There is also the concept of a controller based VPN.
Firstly, what is SD-WAN? The following summary is taken from Wikipedia:
SD-WAN is an acronym for software-defined networking in a wide area network (WAN). An SD-WAN simplifies the management and operation of a WAN by decoupling (separating) the networking hardware from its control mechanism.
In many examples of SD-WAN, the controller generates one or more secret keys and distributes these to group members for encrypting IPsec traffic. There are some security concerns with a controller generating and distributing key material.
In the case of a single group key, should a single group member be compromised or the key ever recovered, then any other peer-peer communications can be decrypted.
If each device has a key and the controller shares this with other group members that need to encrypt traffic to said device, any device in the group in possession of the key can decrypt such traffic.
For all instances, if the controller is compromised then any captured peer-to-peer communication can be decrypted.
The Great Idea!
The idea that David and Brian have devised overcomes the issue with the controller generating and distributing key material. Their idea uses DH and a controller – but the controller is responsible for distributing DH public values to other members that require communication to said device.

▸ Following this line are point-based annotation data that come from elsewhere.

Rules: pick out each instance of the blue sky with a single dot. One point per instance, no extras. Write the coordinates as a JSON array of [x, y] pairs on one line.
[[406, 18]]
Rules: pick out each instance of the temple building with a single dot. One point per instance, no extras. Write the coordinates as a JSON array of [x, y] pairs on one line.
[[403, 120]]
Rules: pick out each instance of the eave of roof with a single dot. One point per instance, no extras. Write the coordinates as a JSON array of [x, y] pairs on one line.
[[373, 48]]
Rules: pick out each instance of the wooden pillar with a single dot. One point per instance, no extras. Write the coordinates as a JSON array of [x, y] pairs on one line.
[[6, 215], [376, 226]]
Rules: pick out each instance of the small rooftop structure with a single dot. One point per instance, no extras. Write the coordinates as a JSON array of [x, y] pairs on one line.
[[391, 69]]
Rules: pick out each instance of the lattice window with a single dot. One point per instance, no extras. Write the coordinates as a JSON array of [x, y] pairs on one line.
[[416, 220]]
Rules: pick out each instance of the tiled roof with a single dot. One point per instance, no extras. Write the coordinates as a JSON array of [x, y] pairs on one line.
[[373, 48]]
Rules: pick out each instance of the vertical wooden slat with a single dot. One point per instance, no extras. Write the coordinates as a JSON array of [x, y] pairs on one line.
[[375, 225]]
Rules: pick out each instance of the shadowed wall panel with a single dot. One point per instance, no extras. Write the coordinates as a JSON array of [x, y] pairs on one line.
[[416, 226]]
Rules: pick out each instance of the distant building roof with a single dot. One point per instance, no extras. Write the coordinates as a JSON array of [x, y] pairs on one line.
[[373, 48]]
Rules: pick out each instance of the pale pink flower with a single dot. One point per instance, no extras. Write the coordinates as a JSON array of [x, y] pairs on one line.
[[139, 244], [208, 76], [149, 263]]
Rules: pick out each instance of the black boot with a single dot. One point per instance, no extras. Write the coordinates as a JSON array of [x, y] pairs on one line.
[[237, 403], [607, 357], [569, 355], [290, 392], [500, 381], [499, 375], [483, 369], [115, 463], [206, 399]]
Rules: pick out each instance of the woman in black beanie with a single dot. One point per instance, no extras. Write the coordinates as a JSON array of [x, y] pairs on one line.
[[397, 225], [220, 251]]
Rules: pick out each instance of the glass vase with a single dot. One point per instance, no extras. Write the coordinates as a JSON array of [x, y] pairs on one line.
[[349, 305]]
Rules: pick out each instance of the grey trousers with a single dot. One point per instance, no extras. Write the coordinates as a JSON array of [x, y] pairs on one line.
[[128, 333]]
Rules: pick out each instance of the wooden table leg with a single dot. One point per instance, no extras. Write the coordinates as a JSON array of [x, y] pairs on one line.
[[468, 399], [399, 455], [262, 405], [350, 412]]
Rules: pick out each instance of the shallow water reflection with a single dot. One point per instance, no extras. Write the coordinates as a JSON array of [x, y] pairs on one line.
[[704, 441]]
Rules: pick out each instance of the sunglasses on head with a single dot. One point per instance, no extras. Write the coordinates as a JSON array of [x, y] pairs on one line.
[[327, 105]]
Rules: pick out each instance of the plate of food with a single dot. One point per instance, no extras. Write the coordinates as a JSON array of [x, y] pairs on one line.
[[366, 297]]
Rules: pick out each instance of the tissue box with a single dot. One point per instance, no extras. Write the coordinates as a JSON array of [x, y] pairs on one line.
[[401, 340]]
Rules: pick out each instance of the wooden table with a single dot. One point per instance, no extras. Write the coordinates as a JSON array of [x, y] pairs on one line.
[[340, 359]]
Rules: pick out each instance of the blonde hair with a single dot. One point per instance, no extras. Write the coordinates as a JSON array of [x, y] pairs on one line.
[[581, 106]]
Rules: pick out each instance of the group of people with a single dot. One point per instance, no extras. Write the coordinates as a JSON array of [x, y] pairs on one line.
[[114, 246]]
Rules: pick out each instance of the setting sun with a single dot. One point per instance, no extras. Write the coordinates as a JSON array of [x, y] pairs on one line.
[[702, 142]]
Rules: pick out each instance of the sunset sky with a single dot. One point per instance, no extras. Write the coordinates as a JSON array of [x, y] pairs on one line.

The controller does not generate key material itself. When a device wishes to communicate with another device, it receives the peer’s DH public value plus a random number called a nonce and sends its own DH public value and nonce to the peer via the controller. The peer’s DH public value is then mixed with the local DH private key and nonce and a shared secret is produced. This is exactly how IKE derives a shared secret between peers. The same shared secret is generated on both devices, which is then used to secure and device-device communication.
The following diagram illustrates this method:
The big security benefit of this approach is that the controller does not have the ability to view the DH private value and as such, cannot decrypt traffic between both peers. All peer-peer traffic is protected with pair-wise keys, keys that are local to both devices participating in the communication. Not even the controller has the ability to decrypt peer-peer traffic.
But … ‘what if’
At this stage, you might be thinking: ‘what if the controller inserts its own DH public value for a device, thus allowing itself to man-in-the-middle the session?’
I too thought the same, and that scenario is addressed in the draft. The public key can be cryptographically signed to allow the receiving device to verify the peers identity and DH public value, thus mitigating anyone from inserting their own DH public value.